GORONTALO — Kesbangpol Kota Gorontalo memastikan pasokan Bahan Bakar Minyak (BBM) ke wilayahnya tetap lancar di tengah antrean panjang yang terjadi di sejumlah SPBU. Kepala Kesbangpol Kota Gorontalo, Dandy Datau, menyebut fenomena itu dipicu oleh pembelian berlebihan oleh masyarakat yang khawatir dengan isu pembatasan Pertalite dan Solar.
“Berdasarkan pemantauan kami, pasokan BBM yang masuk ke wilayah Gorontalo relatif lancar. Antrean yang terjadi di sejumlah SPBU dipengaruhi panic buying akibat isu pembatasan Pertalite dan Solar,” ujar Dandy pada Sabtu (22/8/2026).
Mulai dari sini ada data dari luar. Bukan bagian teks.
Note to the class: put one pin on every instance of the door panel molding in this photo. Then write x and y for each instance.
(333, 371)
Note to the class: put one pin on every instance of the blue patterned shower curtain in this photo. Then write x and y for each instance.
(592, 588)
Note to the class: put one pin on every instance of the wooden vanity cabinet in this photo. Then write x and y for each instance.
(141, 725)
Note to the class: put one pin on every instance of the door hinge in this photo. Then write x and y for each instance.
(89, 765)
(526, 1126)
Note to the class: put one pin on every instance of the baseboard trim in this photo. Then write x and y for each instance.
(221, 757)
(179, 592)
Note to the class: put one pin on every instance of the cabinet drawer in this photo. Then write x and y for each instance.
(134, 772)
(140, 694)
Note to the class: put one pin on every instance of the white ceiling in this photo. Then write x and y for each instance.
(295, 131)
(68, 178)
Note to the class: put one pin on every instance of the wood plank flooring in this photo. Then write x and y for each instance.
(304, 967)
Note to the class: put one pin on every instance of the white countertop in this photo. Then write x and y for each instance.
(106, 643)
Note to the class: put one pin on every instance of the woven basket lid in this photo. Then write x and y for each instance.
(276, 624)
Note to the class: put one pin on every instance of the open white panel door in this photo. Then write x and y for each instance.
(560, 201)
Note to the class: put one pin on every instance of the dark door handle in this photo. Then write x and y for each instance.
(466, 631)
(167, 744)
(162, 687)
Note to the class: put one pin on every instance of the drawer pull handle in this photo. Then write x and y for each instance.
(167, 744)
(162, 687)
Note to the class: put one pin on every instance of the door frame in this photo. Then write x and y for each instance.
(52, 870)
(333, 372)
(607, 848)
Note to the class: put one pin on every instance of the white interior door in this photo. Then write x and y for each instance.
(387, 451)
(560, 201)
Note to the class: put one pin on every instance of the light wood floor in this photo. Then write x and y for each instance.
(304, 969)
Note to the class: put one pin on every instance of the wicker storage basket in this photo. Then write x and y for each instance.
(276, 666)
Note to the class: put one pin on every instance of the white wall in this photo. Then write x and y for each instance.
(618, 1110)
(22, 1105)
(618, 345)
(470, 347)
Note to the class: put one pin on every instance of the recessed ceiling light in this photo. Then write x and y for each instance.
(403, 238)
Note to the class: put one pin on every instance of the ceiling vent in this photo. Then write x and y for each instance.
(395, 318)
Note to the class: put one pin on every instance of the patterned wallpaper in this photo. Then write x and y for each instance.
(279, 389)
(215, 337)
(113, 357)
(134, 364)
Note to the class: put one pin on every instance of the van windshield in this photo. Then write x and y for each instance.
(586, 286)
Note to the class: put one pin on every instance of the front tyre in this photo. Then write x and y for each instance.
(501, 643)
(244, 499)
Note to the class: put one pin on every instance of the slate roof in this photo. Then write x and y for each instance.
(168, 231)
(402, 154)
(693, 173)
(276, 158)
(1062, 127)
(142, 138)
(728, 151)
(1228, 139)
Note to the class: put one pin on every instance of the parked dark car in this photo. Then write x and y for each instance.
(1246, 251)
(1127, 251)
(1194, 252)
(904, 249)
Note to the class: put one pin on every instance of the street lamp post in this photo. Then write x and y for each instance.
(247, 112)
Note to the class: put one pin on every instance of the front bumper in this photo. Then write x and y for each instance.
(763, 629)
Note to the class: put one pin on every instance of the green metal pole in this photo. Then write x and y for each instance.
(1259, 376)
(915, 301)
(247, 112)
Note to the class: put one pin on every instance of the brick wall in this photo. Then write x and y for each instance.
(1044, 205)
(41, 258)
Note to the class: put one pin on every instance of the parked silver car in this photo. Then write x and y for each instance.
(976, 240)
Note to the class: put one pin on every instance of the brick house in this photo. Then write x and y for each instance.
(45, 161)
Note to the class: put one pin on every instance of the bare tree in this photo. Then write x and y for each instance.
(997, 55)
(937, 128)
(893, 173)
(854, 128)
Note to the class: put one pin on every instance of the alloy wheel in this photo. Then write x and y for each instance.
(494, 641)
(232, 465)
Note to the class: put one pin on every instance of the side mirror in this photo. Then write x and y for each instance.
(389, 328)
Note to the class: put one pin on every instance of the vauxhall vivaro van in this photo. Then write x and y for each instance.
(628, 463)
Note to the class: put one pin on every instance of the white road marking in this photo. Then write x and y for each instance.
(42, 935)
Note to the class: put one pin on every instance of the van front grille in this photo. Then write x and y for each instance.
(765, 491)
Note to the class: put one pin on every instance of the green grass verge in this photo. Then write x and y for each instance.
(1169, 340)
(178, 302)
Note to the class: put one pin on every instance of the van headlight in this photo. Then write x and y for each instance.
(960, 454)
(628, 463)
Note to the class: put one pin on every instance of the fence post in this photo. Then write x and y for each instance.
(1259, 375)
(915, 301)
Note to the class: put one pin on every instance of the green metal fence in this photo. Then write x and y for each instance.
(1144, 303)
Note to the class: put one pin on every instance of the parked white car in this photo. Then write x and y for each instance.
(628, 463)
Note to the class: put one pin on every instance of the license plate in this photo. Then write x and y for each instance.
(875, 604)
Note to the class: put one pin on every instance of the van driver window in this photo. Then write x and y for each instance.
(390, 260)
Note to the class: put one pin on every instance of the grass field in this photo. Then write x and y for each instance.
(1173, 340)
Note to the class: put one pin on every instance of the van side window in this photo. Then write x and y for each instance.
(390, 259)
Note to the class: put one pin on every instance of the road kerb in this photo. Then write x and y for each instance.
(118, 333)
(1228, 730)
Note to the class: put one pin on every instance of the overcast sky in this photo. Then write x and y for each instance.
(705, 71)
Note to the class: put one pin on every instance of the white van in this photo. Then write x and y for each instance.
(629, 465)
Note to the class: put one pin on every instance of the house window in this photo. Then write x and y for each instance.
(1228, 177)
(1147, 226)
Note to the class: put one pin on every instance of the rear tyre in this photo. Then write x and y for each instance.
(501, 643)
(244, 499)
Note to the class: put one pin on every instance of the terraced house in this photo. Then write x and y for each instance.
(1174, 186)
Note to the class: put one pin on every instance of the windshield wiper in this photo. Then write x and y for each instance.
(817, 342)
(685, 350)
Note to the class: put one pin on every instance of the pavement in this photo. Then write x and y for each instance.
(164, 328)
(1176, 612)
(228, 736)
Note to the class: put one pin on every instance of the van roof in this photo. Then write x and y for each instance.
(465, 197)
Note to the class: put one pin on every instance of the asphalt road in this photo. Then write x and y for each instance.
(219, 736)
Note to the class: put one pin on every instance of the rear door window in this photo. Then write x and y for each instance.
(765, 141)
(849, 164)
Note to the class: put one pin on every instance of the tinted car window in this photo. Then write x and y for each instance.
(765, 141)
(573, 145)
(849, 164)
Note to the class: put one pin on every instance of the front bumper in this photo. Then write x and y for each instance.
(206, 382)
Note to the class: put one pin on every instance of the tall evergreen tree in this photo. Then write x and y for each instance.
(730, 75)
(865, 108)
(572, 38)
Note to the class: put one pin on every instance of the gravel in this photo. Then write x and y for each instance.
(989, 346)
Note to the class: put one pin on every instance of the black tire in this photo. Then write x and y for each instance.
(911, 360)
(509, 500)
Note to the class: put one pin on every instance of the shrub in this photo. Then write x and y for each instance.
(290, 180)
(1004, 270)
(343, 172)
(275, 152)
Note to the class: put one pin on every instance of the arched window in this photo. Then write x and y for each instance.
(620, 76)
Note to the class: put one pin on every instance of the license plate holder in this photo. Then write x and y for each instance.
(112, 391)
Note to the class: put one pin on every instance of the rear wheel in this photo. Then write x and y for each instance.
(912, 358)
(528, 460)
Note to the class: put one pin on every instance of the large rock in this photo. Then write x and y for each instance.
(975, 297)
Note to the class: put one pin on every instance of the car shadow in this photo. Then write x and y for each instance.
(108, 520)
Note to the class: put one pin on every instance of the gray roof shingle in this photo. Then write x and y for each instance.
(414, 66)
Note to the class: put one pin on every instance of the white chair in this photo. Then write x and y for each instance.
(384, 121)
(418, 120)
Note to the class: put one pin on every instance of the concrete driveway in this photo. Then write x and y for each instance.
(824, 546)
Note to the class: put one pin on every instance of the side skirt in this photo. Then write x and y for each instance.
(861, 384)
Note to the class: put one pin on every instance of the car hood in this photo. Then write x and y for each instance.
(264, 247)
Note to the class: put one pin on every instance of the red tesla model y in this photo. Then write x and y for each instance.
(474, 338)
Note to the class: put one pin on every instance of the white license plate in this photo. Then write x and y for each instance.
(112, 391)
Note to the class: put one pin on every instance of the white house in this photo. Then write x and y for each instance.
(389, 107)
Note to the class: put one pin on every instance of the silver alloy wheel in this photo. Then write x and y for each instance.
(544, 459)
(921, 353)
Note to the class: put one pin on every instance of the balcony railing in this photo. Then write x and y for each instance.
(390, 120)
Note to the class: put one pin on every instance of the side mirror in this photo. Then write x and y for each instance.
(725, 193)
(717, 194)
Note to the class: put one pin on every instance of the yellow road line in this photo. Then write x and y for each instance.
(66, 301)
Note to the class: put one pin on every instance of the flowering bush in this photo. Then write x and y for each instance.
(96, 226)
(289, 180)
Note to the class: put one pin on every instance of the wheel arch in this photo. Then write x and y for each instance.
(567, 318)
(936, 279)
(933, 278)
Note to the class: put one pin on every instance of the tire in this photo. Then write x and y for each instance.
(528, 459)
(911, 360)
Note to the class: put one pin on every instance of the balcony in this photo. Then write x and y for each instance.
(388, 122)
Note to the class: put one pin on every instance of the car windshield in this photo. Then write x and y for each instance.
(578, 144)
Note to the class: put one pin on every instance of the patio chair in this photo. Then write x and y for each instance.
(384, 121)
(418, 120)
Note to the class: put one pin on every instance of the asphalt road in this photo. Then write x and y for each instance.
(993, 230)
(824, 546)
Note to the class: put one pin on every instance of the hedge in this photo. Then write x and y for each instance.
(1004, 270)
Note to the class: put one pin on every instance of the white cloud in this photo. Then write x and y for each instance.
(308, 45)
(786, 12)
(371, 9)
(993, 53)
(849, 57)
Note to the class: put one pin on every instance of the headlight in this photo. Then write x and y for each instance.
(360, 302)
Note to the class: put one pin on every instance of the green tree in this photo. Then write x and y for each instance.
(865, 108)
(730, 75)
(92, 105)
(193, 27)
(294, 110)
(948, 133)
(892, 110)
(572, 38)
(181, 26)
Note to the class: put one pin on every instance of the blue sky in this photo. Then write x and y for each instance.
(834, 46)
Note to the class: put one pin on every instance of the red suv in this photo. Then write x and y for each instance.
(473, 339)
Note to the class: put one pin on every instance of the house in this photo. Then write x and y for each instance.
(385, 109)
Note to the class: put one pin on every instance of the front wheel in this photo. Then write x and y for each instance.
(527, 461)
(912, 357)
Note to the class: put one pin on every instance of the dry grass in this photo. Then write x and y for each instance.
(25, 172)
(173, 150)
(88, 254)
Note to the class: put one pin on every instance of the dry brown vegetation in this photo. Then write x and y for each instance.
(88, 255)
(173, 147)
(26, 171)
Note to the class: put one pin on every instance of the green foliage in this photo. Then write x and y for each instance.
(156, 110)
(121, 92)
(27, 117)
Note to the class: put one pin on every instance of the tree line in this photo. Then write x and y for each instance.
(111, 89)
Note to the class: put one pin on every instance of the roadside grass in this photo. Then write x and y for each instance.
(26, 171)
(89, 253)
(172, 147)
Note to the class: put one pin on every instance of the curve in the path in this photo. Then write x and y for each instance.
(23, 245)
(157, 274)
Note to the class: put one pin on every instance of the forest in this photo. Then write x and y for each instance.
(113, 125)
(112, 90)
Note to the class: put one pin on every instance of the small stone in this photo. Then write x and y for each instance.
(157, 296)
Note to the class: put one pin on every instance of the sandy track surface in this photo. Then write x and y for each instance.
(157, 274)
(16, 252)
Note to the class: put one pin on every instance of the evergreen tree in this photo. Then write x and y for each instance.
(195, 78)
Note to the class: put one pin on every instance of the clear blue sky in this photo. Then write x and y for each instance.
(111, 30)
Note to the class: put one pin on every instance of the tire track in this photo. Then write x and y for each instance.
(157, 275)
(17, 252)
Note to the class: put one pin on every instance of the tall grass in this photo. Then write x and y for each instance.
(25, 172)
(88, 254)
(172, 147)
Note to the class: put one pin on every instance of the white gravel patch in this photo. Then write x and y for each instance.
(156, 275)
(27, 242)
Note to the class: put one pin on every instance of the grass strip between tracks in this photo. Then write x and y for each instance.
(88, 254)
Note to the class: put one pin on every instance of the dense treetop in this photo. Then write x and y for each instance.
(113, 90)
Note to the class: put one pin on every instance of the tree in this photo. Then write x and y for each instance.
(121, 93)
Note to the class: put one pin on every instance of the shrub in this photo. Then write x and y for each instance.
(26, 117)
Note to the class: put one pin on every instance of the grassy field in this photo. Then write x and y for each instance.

Kekhawatiran akan kelangkaan membuat sebagian warga membeli BBM melebihi kebutuhan. Perilaku ini justru berpotensi memperpanjang antrean dan membuat distribusi di SPBU terlihat terbatas, meski pasokan dari Pertamina ke wilayah Gorontalo sebenarnya berjalan normal.
Dandy menegaskan bahwa keputusan untuk membeli dalam jumlah besar bukanlah langkah yang bijak. Ia mengingatkan masyarakat agar membeli BBM sesuai kebutuhan dan tidak melakukan penimbunan, demi menjaga kelancaran distribusi bagi warga lain.
Pihaknya juga mendorong masyarakat untuk lebih kritis dalam menyikapi informasi yang beredar, terutama kabar terkait kebijakan pemerintah dan kebutuhan pokok. Informasi mengenai pembatasan maupun perubahan kebijakan penyaluran BBM sebaiknya dikonfirmasi langsung ke pemerintah atau lembaga resmi yang berwenang.
“Yang paling penting adalah menjaga situasi tetap kondusif. Jangan sampai isu yang belum tentu benar justru menimbulkan kepanikan dan memperparah antrean di SPBU,” tambahnya.
Kesbangpol Kota Gorontalo memastikan pemantauan terhadap distribusi BBM akan terus dilakukan bersama instansi terkait. Pemerintah berharap warga ikut menjaga ketertiban dengan tidak mudah terpancing isu serta mengutamakan informasi resmi dari sumber terpercaya.
Dengan pola pembelian yang wajar, kelancaran distribusi BBM tidak hanya bergantung pada ketersediaan pasokan, tetapi juga pada perilaku masyarakat dalam menyikapi informasi dan memenuhi kebutuhan secara bijak. Penyebaran kabar yang belum terverifikasi berpotensi menimbulkan keresahan dan memicu pembelian berlebihan di tengah masyarakat.